Short sellers are reading the situation very differently. Short interest has climbed to 21.3% of the free float, up more than 21% over the past month, and availability in the lending market has tightened to just 2% — meaning almost every share available to borrow is already lent out, with nearly no slack left for new short positions to be opened. Cost to borrow has more than doubled over the past week to 8.8%, compared to the roughly 3–4% level that prevailed through most of April. The ORTEX short score sits at 74, ranking in the bottom 3rd percentile of all stocks. Borrow conditions are as tight as they have been this year, with the lending market close to fully utilised at 98.2%.

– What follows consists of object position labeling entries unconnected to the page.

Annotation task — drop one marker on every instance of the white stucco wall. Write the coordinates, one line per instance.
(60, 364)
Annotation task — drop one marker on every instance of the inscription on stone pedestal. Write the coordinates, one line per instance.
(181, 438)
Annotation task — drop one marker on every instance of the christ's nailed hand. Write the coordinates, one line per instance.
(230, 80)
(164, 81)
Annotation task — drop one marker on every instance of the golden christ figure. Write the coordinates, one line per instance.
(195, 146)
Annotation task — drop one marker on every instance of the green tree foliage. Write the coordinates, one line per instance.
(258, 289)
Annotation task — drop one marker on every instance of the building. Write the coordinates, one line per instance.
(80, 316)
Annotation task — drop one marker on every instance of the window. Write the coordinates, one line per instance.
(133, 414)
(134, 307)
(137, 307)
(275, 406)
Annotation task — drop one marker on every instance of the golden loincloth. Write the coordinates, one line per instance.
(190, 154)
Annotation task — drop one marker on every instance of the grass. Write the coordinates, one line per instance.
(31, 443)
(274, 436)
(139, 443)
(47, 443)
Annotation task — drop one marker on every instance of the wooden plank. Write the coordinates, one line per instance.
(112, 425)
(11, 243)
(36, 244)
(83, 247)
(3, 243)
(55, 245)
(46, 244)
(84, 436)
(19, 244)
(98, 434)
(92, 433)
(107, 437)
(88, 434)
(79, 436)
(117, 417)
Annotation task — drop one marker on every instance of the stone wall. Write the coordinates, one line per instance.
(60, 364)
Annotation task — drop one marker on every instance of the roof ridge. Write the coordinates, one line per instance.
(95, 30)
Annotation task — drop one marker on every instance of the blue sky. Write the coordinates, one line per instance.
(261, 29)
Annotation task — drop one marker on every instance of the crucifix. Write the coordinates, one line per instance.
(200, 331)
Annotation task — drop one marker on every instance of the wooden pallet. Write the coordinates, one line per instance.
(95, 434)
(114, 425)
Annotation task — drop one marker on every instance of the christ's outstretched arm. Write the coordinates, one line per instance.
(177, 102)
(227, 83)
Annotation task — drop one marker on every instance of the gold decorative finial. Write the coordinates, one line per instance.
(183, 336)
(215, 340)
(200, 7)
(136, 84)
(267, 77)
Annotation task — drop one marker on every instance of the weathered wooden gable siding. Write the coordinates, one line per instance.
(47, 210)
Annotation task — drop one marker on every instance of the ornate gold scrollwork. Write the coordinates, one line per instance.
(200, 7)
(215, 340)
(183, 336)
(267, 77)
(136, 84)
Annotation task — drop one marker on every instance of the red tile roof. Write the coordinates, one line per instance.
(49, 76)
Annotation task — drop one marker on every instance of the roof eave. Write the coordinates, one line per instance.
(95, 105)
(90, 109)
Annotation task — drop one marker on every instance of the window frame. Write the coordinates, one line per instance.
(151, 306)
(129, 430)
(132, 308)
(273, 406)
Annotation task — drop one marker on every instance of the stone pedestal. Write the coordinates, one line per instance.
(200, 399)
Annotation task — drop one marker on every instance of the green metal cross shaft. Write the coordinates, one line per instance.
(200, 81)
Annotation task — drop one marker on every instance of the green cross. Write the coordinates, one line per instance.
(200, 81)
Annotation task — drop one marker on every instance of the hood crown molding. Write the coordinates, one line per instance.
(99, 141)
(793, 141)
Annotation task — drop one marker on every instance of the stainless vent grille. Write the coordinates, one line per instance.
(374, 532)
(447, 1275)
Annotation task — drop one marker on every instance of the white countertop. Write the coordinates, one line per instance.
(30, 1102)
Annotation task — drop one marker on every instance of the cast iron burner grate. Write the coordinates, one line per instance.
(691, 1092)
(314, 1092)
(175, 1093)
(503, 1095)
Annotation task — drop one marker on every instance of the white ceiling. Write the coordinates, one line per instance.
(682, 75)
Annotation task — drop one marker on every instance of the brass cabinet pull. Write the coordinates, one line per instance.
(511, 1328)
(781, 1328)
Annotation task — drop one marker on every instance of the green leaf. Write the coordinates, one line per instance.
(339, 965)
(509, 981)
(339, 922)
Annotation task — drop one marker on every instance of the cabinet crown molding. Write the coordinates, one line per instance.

The analyst picture adds a further wrinkle. Northland Capital Markets initiated coverage with an Outperform rating and a $5.00 target on May 7 — the only recent action. The consensus across three analysts sits at $5.50, more than four times the current price of $1.35. Canaccord Genuity, which has held a cautious Hold rating, last cut its target to $2.25 in March after the stock's sharp post-earnings decline. Bulls point to the Regional Air Mobility growth story, the Palantir stake, and a $27 million equity raise; bears focus on delays in electrification commercialisation, eVTOL competition, and the company's ongoing cash burn. The most recent two earnings events saw the stock fall 26% and 5% on the day, respectively, with five-day losses of 30% and 10%.
The print is therefore a test of whether the insider conviction holds against a market that has spent the past month building an increasingly aggressive short position into a near-locked lending market.